2) Okay this is actually #1. Make LOTS of time to reconnect after - without going err "apeshit multiple" on them. Like the next day or soon thereafter go to a movie, play tennis, whatever it is you would normally do that's fun and you and NOT "hey now you can fingerpaint with our system kids!" or "now Lynn would like to tell you how much she is sick of your fucking pop music" or whatever. Because (and this is the biggest thing we learned) - the other person on some level is probably wondering "does this mean my girlfriend/friend/coworker/partner is GONE? That I have to be careful all the time?"

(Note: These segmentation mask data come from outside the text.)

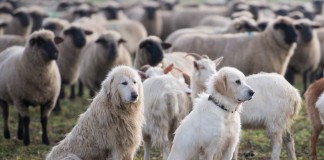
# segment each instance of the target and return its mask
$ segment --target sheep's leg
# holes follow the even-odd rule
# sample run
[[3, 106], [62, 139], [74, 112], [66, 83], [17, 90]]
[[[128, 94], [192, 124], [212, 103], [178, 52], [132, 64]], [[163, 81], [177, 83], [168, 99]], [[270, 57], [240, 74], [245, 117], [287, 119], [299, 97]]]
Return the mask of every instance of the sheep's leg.
[[[17, 111], [20, 114], [20, 120], [18, 124], [18, 136], [21, 134], [21, 128], [23, 132], [23, 143], [24, 145], [29, 145], [30, 139], [29, 139], [29, 111], [28, 111], [28, 105], [24, 102], [14, 102], [14, 106], [16, 107]], [[20, 126], [22, 124], [22, 127]], [[20, 129], [20, 131], [19, 131]]]
[[53, 112], [60, 113], [60, 111], [61, 111], [61, 100], [60, 98], [57, 98]]
[[70, 89], [71, 89], [70, 100], [74, 100], [75, 99], [75, 84], [71, 85]]
[[170, 143], [165, 141], [163, 144], [163, 160], [167, 160], [170, 154]]
[[305, 71], [305, 72], [303, 73], [303, 85], [304, 85], [304, 92], [303, 92], [303, 93], [305, 93], [306, 90], [307, 90], [308, 77], [309, 77], [309, 71]]
[[79, 97], [83, 96], [83, 84], [82, 82], [79, 80], [79, 93], [78, 93]]
[[64, 99], [65, 98], [65, 91], [64, 91], [64, 84], [61, 83], [61, 89], [60, 89], [60, 99]]
[[272, 145], [272, 160], [280, 159], [280, 152], [282, 147], [282, 133], [272, 133], [270, 134], [271, 145]]
[[150, 159], [151, 141], [144, 137], [144, 160]]
[[233, 153], [233, 158], [232, 158], [233, 160], [238, 160], [239, 149], [240, 149], [240, 141], [237, 143], [235, 147], [235, 151]]
[[291, 67], [287, 67], [287, 71], [285, 73], [285, 78], [291, 85], [294, 85], [294, 83], [295, 83], [295, 72]]
[[20, 114], [18, 114], [18, 130], [17, 130], [18, 139], [23, 139], [23, 121]]
[[91, 98], [95, 96], [95, 91], [93, 91], [92, 89], [90, 89], [89, 92], [90, 92], [89, 94], [90, 94], [90, 97]]
[[295, 153], [295, 141], [294, 138], [292, 137], [291, 133], [287, 131], [283, 135], [283, 143], [286, 146], [287, 149], [287, 155], [289, 160], [296, 160], [296, 153]]
[[311, 136], [311, 152], [310, 152], [313, 160], [317, 160], [316, 143], [322, 129], [323, 129], [323, 125], [321, 125], [320, 123], [314, 125], [313, 123], [313, 131]]
[[6, 139], [10, 139], [10, 132], [8, 127], [9, 106], [8, 103], [3, 100], [0, 100], [0, 106], [2, 107], [3, 116], [3, 135]]
[[48, 135], [47, 135], [47, 118], [53, 104], [48, 103], [41, 106], [41, 124], [42, 124], [42, 143], [49, 145]]
[[122, 159], [122, 156], [121, 156], [119, 151], [114, 149], [114, 150], [112, 150], [111, 153], [112, 153], [112, 159], [113, 160], [121, 160]]

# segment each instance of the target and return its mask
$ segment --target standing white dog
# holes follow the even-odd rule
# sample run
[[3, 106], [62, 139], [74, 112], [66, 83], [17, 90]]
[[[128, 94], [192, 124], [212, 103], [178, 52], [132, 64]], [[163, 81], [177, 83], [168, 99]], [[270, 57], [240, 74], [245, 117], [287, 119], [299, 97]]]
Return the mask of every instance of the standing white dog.
[[241, 132], [238, 111], [253, 90], [235, 68], [224, 67], [208, 82], [207, 93], [196, 99], [193, 111], [182, 121], [168, 160], [230, 160]]
[[72, 131], [47, 160], [132, 160], [142, 141], [143, 87], [134, 69], [115, 67]]

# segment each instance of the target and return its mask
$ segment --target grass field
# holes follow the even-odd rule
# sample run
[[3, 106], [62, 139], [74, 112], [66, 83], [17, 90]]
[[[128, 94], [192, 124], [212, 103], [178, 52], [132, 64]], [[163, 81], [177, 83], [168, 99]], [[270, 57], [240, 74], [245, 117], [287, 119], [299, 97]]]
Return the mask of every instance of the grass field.
[[[298, 83], [300, 84], [300, 83]], [[300, 86], [300, 85], [298, 85]], [[298, 87], [300, 88], [300, 87]], [[68, 133], [75, 125], [80, 113], [86, 110], [86, 106], [90, 100], [76, 99], [74, 101], [64, 100], [62, 101], [62, 113], [60, 115], [52, 114], [49, 118], [49, 138], [51, 145], [54, 145]], [[38, 160], [44, 159], [47, 152], [52, 146], [46, 146], [41, 144], [41, 125], [40, 125], [40, 113], [39, 107], [30, 108], [31, 123], [30, 123], [30, 136], [31, 144], [26, 147], [16, 138], [17, 131], [17, 112], [13, 107], [10, 108], [10, 131], [12, 139], [6, 140], [2, 135], [3, 120], [0, 120], [1, 136], [0, 136], [0, 159], [1, 160]], [[293, 125], [292, 133], [295, 138], [296, 154], [299, 160], [309, 159], [309, 138], [311, 134], [310, 124], [306, 118], [305, 106], [303, 104], [302, 110], [296, 119], [296, 123]], [[321, 134], [318, 143], [318, 156], [319, 159], [324, 159], [324, 133]], [[249, 157], [249, 153], [253, 152], [254, 157]], [[151, 153], [152, 159], [162, 159], [160, 151], [154, 149]], [[248, 130], [243, 131], [241, 137], [239, 159], [256, 159], [263, 160], [269, 159], [271, 155], [271, 147], [269, 145], [269, 139], [264, 135], [263, 131]], [[142, 148], [136, 155], [136, 160], [141, 160], [143, 156]], [[285, 148], [281, 154], [281, 159], [286, 158]]]

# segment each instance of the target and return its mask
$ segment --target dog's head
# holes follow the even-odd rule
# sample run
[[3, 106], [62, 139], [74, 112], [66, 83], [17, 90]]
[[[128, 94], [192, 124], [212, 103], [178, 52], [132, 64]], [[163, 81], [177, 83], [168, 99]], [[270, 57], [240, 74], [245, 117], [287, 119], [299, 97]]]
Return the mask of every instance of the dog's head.
[[102, 88], [111, 103], [138, 103], [143, 100], [143, 87], [138, 73], [127, 66], [115, 67], [103, 81]]
[[232, 67], [224, 67], [211, 77], [208, 93], [239, 104], [250, 100], [254, 91], [245, 82], [242, 72]]

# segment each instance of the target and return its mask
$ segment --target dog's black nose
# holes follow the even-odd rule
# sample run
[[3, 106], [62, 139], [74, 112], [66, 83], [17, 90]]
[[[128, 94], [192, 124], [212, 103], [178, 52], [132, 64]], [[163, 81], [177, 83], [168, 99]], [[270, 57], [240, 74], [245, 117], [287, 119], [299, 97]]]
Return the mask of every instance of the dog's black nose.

Some people do want to know names &c. right away and that's cool. But a lot of people first want to know "is my relationship to you okay????" And it helps a LOT if you plan in fun time to solidify the idea that yes! you like them! and yes! you will still be the person they go funky second hand shopping with!
3) Be prepared for a bad reaction. One of my friends SNARKED "so were you abducted by aliens too???" and I didn't talk to her for TWO YEARS because I was not in a headspace to handle it. Two wasted years, because when we did get back in touch she was fantastic and still is. It just shocked her and she said a stupid thing. (Like gee, I've never done that.) That doesn't mean you have to take being shit on. But you may, unlike me, want to be able to calmly say "I know it sounds crazy and I'm sorry it's uncomfortable - let's talk about it in a few weeks" and then, reconnect (see #2 above).
Part of that is being confident and grounded yourself. We all look for validation from others and that's fine... but you can't expect someone who's just now learning this to validate you right away. So you need to be in a headspace where you feel pretty okay with who you are. Ideally. In the real world it doesn't always happen that way.
4) Some people will not get over it. In my experience this was ultimately a very small percentage of people, but there were a couple. It sucks. But there are other people out there, in the end.
no subject
Date: 2006-05-18 03:06 pm (UTC)(If memory serves, it's been a good while since any of us has handled a conversation solo. It helps, too, that our primary contacts with our friends are via IM, and we plan to explain to most people in text. We're far more articulate that way.)
no subject
Date: 2006-05-18 03:28 pm (UTC)I'm the same way. I hate trying to talk/explain anything to someone face to face. I get flustered and stutter and say things like "ummm" and "uhh" a lot. God giving speeches in high school was a pain. I'm much better at explaining things with text.
Plus when it comes to things like multiplicity, when you explain it to someone over IM, its easier to direct them to sites that might help them understand it better.
no subject
Date: 2006-05-18 05:50 pm (UTC)voluntarilly - or at least if the other person is shadowing)
Talking to your friend:
You:
hmmmm... well you know - there are quite a few different people in
here (points to head) Lets see what thinks and ask
them to come forward.
Friend:
Maybe will not think it is a big thing.
If they say - what ? You have multiple personality - i say well
we don't like to be called personalities - we are people ;-)
no subject
Date: 2006-05-19 12:31 pm (UTC)In AIM I'm not sure how it would work. I tend to want the body language for reassuring people just 'cause of who I am. I did tell a couple of friends via email but I don't think they felt ok with it 'til they actually saw me. But a lot of this was in the dark ages when the 'net was still less common than it is now.
I hope that makes sense. Not enough sleep or coffee yet. :-) I hope it goes really well.